ВСЕ НАЧАЛОСЬ в полдень, во вторник, в 2008 году, и началось с того, что Тоби опять отказался от еды.

Он только что проснулся – ему тогда было два года, и он уже мало спал днем, но в тот конкретный вторник по какой-то причине задремал на целых полтора часа, и Элизабет провела эти девяносто минут тишины за готовкой и размышлениями. Размышляла она о работе. В частности, о новом клиенте, который обратился к ней со странной просьбой.
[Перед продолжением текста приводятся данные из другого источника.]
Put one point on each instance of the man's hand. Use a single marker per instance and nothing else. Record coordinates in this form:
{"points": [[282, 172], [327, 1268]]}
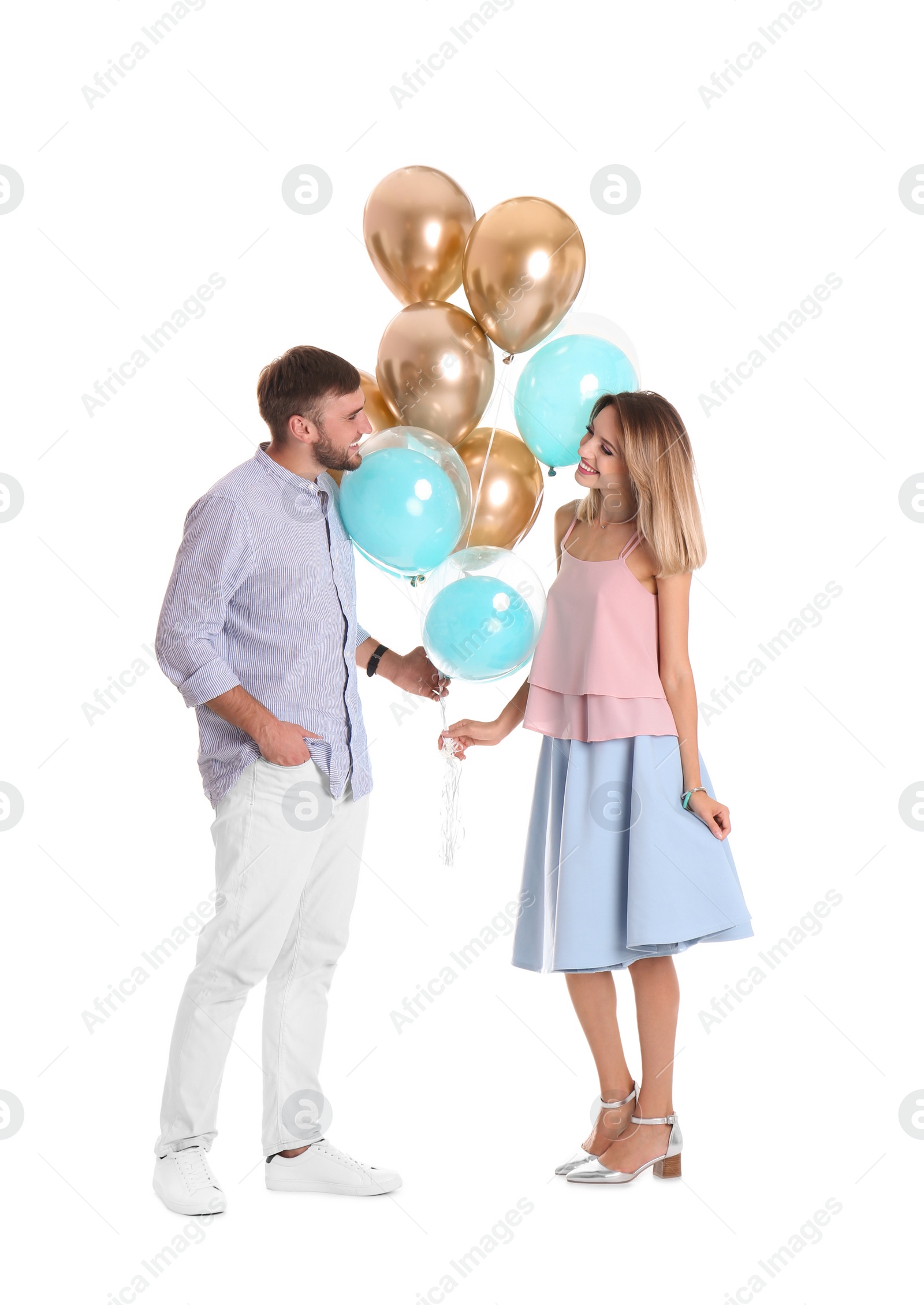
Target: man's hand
{"points": [[413, 673], [284, 743]]}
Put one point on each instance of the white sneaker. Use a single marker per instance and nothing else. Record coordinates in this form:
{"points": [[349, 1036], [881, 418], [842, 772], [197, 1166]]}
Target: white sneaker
{"points": [[187, 1185], [324, 1168]]}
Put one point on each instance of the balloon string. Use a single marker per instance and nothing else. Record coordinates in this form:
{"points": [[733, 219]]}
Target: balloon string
{"points": [[491, 442], [452, 830], [533, 519]]}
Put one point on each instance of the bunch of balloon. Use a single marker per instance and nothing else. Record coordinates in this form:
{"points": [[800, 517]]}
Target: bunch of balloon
{"points": [[521, 265]]}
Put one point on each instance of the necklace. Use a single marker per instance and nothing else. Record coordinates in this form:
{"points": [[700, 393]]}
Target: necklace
{"points": [[623, 523]]}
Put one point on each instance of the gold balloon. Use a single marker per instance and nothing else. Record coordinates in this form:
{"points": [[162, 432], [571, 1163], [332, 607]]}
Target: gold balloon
{"points": [[436, 370], [415, 225], [376, 409], [523, 269], [511, 496]]}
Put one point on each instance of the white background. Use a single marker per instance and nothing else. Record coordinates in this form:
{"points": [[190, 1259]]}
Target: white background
{"points": [[747, 204]]}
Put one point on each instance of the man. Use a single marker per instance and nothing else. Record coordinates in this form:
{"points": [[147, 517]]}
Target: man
{"points": [[259, 632]]}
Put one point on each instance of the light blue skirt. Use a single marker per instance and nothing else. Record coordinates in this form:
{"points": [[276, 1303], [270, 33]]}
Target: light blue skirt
{"points": [[615, 868]]}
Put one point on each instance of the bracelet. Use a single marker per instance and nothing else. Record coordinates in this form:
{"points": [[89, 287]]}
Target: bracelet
{"points": [[372, 665]]}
Элизабет работала в научной лаборатории Де Поля, которая занималась изучением эффекта плацебо. Официально лаборатория называлась Институтом исследования плацебо, но известность приобрела под названием созданной на ее базе организации – «Велнесс». Задачей «Велнесс» было тестировать различные так называемые товары для здоровья, чтобы выяснить, имеют ли эти товары более высокую эффективность, чем плацебо. По сути, они были службой контроля, субподрядчиком Федеральной торговой комиссии и Управления по надзору за качеством пищевых продуктов и медикаментов, и должны были выявлять случаи мошенничества. К 2008 году в числе самых известных наименований, прошедших через их лабораторию, были: «Юбка-похудейка» – мини-юбка из плотного эластичного материала, которая по ощущениям походила на большую резиновую полоску, плотно обхватывающую ноги, и якобы способствовала активному сжиганию жира на бедрах, если просто ходить в ней; «Кроссовки-качалки» – обувь с толстыми рокерными подошвами, которая якобы помогала привести ягодицы в тонус, если (опять же) просто ходить в ней; «Смартшейк» – коктейль с низким содержанием жира и низкой калорийностью, который надо было принимать для похудения вместо еды; и детокс-программа под названием «Лимонадная диета», на которой употреблять можно было только чай, лимонный сок, кленовый сироп и почему-то кайенский перец, причем одновременно, что, как утверждал автор, выводило из организма токсины, холестерин и жир.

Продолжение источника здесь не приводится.